2006.01.03 11:52 "[Tiff] Strip Vs Tile", by Sonia S Kumar

2006.01.03 16:37 "Re: [Tiff] Strip Vs Tile", by Joris Van Damme

Pallek, Bernie: #CIPO - OPIC wrote:

My Query is regarding the layout of Tiff Images.

When to save a Tiff image as Tiled and when to save a Tiff image as Strip?? While saving, should we consider the layout of the original Tiff image which we opened??

The TIFF spec 6.0 recommends a strip size of 8K (before compression).

That is mainly because the TIFF 6.0 spec was written when - most of us were playing in a 64 kilobyte yard - tiling was relatively new those days

IMO, what Bob said makes a lot more sense. If you don't need tiles, use strips. Saving large images (say over 4 kilopixels wide and high), you need tiles. I should add that for certain color spaces and compression modes, like black and white G3 or G4 compressed, it is customary to save a single strip even if the image is somewhat bigger then 4 kilopixels.

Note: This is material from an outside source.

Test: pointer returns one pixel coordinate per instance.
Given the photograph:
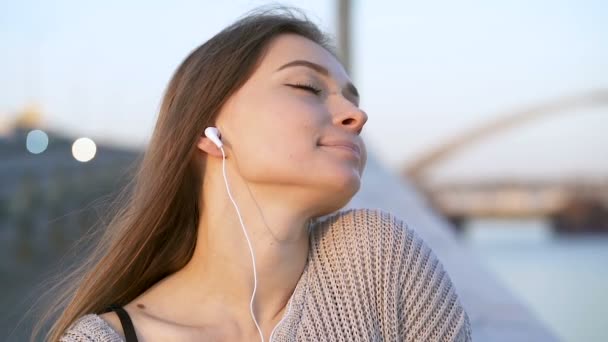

As to the strip/tile size, these days, I would almost recommend 8 megabyte rather then 8 kilobyte. We've recently learned on the list that Photoshop's new strategy is to use as large a buffer as is affordable on the machine in the run-time circumstances (though I'm not sure how exactly 'affordable' is defined), because it helps getting the best possible compression ratio and saves IO calls and fragmentation.

When saving data in general, IMO, you should try to preserve as much of the original "framing" as possible. In other words, preserve byte-ordering, stripping, compression format, IFD layout, whatever offsets you can, and even any custom tags that your software may not understand or care about.

That is bad advice. Don't ever blindly preserve. You may be preserving data that is no longer valid after your operations.